I bough a toy - a little wind up seal with a ball on its nose - and tried to give it to a small child walking with his mother in a super market parking lot. The mother would not let her little boy accepot the gift. The mother said their is a catch, that people don't do nice things like that any more that she is teaching her children to be afraid of approaching strangers. I asked the mother to read the Hal card, She didn't want to, she though it was a religious card asking for a donation or something similar. Finally she did. She felt better and took the toy seal. It's sad we live in a world where everyone is afraid of each other. Doing Reichles is good, but it is sometimes sad.
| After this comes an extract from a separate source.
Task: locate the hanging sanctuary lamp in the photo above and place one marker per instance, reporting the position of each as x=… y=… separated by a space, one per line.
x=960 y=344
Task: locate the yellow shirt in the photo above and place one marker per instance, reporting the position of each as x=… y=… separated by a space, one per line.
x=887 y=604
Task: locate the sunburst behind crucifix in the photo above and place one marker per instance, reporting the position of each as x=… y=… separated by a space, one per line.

a friend trying to help too.


I was walking across a street in downtown Cleveland when a old man beggar approached me holding out a coffee cup asking for money for food. His name was Clarence. I told him I didn't believe he wanted the money for food, but for booze or drugs. He assured me it was for food for his family. I told him I did not believe he had a wife and kids. He said he did, and he lived in a little house about 10 miles away behind a beauty ship, and that he was just temporarily out of work, and that he thought begging was better than steeling. I told him again I didn't believe him. I said prove it, so I walked with him into a grocery store and told him to pick out what he needed. Each item he picked something he asked me if it was OK. I nodded yes. He kept asking with each item. I kept nodding yes. He picked bread, cereal, milk, bolonie, cup cakes, dried beef, fruits, beans, potatoes, and some candy. He kept asking permission for each thing. I kept nodding yes. He stopped, as if embarrassed, when he got to $50.00 worth of food. There were five bags of groceries. He could not carry them all. I asked how he was going to get them to his supposed house 10 miles away. Clarence was very polite and dignified. He said he would take the bus, that it goes buy his house. I said I didn't believe him, that I would drive him home, if this home existed. He thanked me and graciously asked for help carrying the groceries. I carried half of them as we went to my car parked one block away. He directed me to his house. It was ten miles away. It was behind a beauty shop. He did have a family and wife. He asked me my name and what church I went to. I told him I could not tell him my name and that I had not been in church in 20 years. I handed him a Hal card. He read it. He seemed confused. So was I. He was telling the truth all the time and I did not believe him. I apologized to Clarence. He did not understand why I was apologizing for buying his family food and driving him home. You're website is right. Sometimes giving is an adventure. I felt good, but I was also ashamed.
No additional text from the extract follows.